Imagine we want to classify handwritten phone numbers. We know that certain area codes are more popular than others, so, e.g. if we see “61”, there’s a high probability that the next number is “7” for Boston’s “617.”
Imagine we want to classify the weather forecast given some data. If we’ve had a few days of sun in April, maybe rain is more likely soon.
Imagine we want to predict the next word in the sentence “I took a walk with my ____.” Clearly “sister” and “father” should be more probable than “refrigerator.”

To accomplish these tasks, we need to give our neural network some "memory" of what happened in the past.

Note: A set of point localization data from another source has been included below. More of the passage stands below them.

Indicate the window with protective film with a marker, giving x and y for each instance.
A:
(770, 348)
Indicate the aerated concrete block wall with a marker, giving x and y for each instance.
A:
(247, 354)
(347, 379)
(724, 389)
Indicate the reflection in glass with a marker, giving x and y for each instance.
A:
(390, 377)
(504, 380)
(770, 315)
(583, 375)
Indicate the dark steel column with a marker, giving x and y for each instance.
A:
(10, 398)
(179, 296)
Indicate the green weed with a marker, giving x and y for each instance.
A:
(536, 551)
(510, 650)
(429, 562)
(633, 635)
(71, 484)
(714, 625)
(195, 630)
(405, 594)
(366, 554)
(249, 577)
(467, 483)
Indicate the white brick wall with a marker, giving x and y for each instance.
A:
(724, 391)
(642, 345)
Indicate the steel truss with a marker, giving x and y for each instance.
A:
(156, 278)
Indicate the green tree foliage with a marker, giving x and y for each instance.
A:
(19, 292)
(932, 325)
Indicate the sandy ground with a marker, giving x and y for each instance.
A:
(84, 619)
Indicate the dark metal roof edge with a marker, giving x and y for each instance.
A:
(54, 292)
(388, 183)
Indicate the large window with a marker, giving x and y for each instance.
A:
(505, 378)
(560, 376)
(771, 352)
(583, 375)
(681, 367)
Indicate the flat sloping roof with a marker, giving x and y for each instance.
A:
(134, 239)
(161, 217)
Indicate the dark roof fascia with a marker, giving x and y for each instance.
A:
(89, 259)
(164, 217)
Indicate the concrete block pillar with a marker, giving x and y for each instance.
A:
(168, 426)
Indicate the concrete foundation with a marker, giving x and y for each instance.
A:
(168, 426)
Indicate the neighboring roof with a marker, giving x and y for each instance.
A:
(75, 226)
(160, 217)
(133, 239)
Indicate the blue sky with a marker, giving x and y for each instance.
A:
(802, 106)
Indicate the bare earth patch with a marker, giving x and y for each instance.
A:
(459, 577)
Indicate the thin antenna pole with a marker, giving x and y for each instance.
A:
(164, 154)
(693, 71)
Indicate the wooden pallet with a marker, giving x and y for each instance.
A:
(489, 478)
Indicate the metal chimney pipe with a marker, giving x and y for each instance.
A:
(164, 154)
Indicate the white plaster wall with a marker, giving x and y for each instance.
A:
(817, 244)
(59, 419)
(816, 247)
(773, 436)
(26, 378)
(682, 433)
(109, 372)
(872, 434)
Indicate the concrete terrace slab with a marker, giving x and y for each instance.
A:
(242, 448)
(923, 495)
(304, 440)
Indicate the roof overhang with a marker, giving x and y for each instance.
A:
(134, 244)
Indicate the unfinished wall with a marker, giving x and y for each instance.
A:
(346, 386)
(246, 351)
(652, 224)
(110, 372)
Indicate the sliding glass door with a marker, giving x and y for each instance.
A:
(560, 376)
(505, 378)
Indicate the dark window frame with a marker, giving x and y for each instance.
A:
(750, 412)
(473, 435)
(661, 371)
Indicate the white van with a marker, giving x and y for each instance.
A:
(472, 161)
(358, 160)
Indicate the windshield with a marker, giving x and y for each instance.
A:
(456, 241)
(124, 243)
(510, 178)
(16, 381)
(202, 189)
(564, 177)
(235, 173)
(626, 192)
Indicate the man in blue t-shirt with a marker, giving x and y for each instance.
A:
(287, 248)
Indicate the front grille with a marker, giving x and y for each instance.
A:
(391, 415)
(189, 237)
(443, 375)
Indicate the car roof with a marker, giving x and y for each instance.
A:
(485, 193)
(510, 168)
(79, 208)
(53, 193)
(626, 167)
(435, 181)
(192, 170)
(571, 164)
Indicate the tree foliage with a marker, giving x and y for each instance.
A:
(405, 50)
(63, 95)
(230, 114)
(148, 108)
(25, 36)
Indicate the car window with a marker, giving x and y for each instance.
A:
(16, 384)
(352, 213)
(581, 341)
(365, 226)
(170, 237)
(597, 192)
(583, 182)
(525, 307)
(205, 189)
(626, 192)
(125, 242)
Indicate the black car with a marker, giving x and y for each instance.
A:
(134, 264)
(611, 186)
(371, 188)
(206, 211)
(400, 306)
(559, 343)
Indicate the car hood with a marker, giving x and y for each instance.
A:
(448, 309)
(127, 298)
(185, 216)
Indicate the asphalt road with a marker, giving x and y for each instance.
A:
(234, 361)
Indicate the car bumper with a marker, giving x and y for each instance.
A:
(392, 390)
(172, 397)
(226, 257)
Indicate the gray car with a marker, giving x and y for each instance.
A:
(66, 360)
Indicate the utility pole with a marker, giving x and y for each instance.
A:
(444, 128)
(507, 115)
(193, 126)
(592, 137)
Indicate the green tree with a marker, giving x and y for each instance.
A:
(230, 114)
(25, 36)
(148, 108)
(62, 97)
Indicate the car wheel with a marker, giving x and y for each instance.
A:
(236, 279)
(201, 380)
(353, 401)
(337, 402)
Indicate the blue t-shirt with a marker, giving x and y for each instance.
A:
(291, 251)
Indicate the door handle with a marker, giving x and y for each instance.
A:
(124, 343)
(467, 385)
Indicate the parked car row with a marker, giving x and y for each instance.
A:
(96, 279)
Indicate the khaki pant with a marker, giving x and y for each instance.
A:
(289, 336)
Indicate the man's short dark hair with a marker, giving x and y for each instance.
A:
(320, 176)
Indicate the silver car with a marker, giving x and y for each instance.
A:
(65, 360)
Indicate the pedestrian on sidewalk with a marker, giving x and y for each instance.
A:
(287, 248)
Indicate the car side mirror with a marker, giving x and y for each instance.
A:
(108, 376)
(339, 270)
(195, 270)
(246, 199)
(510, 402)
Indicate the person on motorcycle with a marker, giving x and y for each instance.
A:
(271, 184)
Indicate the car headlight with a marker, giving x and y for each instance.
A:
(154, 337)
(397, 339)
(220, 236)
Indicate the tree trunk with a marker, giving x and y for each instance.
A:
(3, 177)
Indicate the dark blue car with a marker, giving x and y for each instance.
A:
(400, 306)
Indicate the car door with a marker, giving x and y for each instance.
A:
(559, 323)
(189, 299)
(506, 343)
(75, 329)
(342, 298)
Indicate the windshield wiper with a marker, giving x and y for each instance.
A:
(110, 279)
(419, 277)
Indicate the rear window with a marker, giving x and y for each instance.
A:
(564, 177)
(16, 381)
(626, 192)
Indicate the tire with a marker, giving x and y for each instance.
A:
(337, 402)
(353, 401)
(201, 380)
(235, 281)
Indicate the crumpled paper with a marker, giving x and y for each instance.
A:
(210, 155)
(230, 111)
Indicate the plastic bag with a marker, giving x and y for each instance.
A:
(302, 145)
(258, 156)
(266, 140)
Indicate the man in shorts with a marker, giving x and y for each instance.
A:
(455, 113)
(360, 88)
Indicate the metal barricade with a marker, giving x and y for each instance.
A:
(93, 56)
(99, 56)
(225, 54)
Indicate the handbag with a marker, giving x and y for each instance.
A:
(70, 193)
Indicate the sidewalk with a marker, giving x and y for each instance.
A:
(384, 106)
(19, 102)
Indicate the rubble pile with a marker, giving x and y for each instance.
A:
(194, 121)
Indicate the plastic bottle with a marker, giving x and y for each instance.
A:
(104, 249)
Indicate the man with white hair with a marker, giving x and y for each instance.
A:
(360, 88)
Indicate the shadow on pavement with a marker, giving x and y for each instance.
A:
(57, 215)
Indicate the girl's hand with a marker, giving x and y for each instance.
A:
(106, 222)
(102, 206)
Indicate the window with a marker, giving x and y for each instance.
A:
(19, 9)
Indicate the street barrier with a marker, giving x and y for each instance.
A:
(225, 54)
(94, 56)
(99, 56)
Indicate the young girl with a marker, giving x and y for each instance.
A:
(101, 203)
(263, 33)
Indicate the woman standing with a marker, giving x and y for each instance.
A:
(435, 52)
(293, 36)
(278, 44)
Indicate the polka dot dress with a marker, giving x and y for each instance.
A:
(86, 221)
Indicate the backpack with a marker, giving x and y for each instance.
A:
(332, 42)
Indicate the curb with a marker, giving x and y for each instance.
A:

That’s exactly what recurrent neural networks do.

In-class activities

🎭 Model Shakespeare with an RNN

Further reading

MIT 6.S191: Recurrent Neural Networks, Transformers, and Attention, by Ava Amini Watch until minute 48, whereupon Amini starts getting into transformers.
The Unreasonable Effectiveness of Recurrent Neural Networks, by Andrej Karpathy

This latter article is pretty famous. What's amazing is that the RNN's Karpathy trains in this article are character-based. They are outputting single letters instead of words. And, even with that being the case, they are able to learn to create unreasonably awesome output. You need to understand the stuff he's talking about down until his "Fun with RNNs" section.

What's happening is that these RNNs are spitting out characters one-at-a-time. But, they remember what they output previously and so they can kinda make sensible outputs at each step. (As we will see later though, they don't have a long memory. We'll soon see how a model called a Transformer is able to remember better than an RNN. The "T" in ChatGPT is for Transformer.)

More advanced further reading

Lipton, Zachary C., John Berkowitz, and Charles Elkan. "A critical review of recurrent neural networks for sequence learning" arXiv preprint arXiv:1506.00019 (2015). This is an oft-cited review of RNNs, their upsides and downsides.
"Understanding LSTM Networks" by Christopher Olah. Long short-term memory RNNs (LSTMs) are a kind of RNN that solves two problems with vanilla RNNs: they have a longer term memory and they can forget irrelevant stuff easily.
Understanding GRU Networks by Simeon Kostadinov. A Gated Recurrent Unit is like an LSTM but more simple and easier to train
Illustrated guide to LSTMs and GRUs, by Michael Phi. The animation in this is nice. I think the link above is better written though.